# Install of required package

This block only needs to be executed once to install the required packages in your python env.

In [2]:
# import sys
# !{sys.executable} -m pip uninstall smi-analysis --yes
# !{sys.executable} -m pip install git+https://github.com/gfreychet/smi-analysis.git
# !{sys.executable} -m pip uninstall saxs-nxformat --yes
# !{sys.executable} -m pip install git+https://github.com/CEA-MetroCarac/saxs_nxformat.git


Found existing installation: saxs_nxformat 2025.3
Uninstalling saxs_nxformat-2025.3:
  Successfully uninstalled saxs_nxformat-2025.3


In [None]:
%matplotlib ipympl

import inspect
import os
import h5py
import numpy as np
import matplotlib.pyplot as plt
import re

from pathlib import Path
from colorama import Fore, Style
from saxs_nxformat.class_nexus_file import NexusFile, save_data
from smi_analysis import SMI_beamline

# Inspecting your h5 file

This function can be used to visualize the structure of the HDF5 file.
There are three types of element :

    - Groups (red) : you can view them as a directory, it can contain other groups, dataset or attributes
    - Datasets (blue) : you can view them as a file, it can only contain attributes
    - Attributes (green) : you can view them as metadata, it cannot contain anything and gives additional information
    
You just have to pass the path of your data file in. Additionally you can choose wether you want to see what's in groups and what's inside datasets

In [None]:
def explore_file(group, explore_group=False, explore_dataset=False, level=0):
    indent = "|  " * level
    for key in group.keys():
        item = group[key]
        if isinstance(item, h5py.Group):
            print(f"{indent}{Fore.RED}Group : {key}{Style.RESET_ALL}")
            explore_file(item, explore_group, explore_dataset, level + 1)
        elif isinstance(item, h5py.Dataset) and explore_group:
            print(f"{indent}{Fore.CYAN}Dataset : {key}{Style.RESET_ALL}")
            if item.attrs and explore_dataset:
                print(f"{indent}  {Fore.GREEN}Attributes : {key}{Style.RESET_ALL}")
                for key_attribute, item_attribute in item.attrs.items():
                    print(f"{indent}    - {key_attribute} : {item_attribute}")

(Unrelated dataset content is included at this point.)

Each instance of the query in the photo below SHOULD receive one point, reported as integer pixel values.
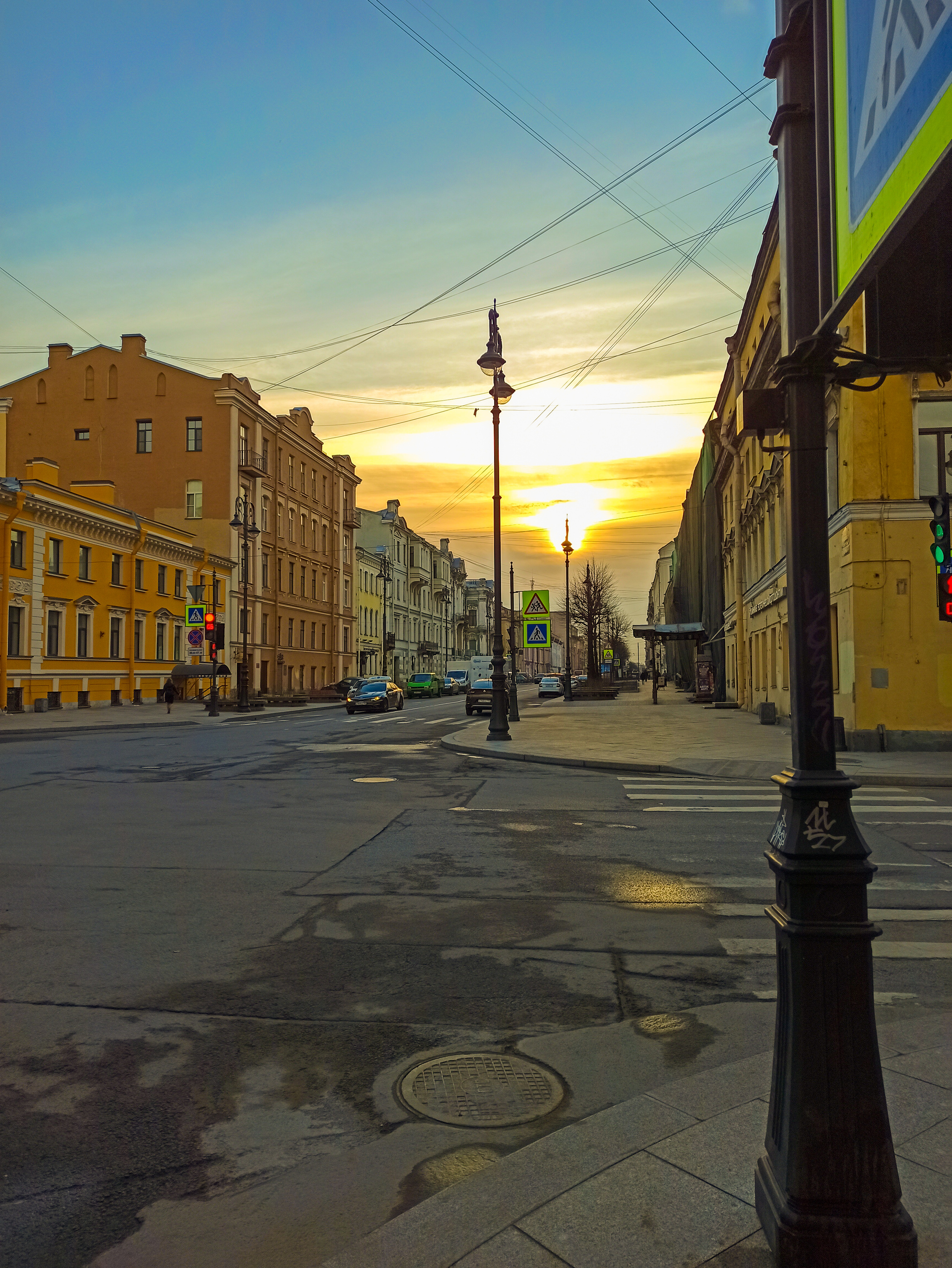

# Specify the directory containing your data files

Change the variable **data_dir** to the path of the directory containing your data. The data needs to have the HDF5 format with the NeXus standard to work properly.

In [None]:
data_dir = r"C:\Users\AT280565\Desktop\Data Treatment Center\Treated Data\instrument - XEUSS\year - 2025\config ID - 202503101406\experiment - measure\detector - SWAXS"

path_list = []

for file in os.listdir(data_dir):
    print(file)
    if file.endswith(".h5"):
        path_list.append(os.path.join(data_dir, file))
        print(file)

# Processing using the NexusFile class

## Opening your files
To open your file, you need to use the NexusFile class, pass a list of the paths of all the data you want to treat. There are 2 parameters to the constructor of this class:
- do_batch : This will determine wether you want to display your data in different graphs or in the same figure.
- input_data_group : This will determine what data group should be used as the raw data. By default it's the "DATA" group (the data as it came out of the machine). However, let's say you substracted the raw data by some background and saved it as "DATA_NO_BACK", you can put input_data_group="DATA_NO_BACK" to use this data as the raw data.

**Be careful** : 
- the input_data_group should be raw data or scaled raw data, I do not know what would happen if you put anything other than that.
- When you do a process use the try: / finally: environement as shown below. This is to ensure that the files are properly repacked and closed no matter what happens

In [None]:
nx_files = NexusFile(path_list, do_batch=True)
try:
    # Do some process
    nx_files.process_q_space(save=True, display=False, group_name="DATA_Q_SPACE")
    nx_files.process_display(group_name="DATA_Q_SPACE")
except Exception as error:
    # Do something else if an error occurs
    print(error)
finally:
    nx_files.nexus_close() # Very important !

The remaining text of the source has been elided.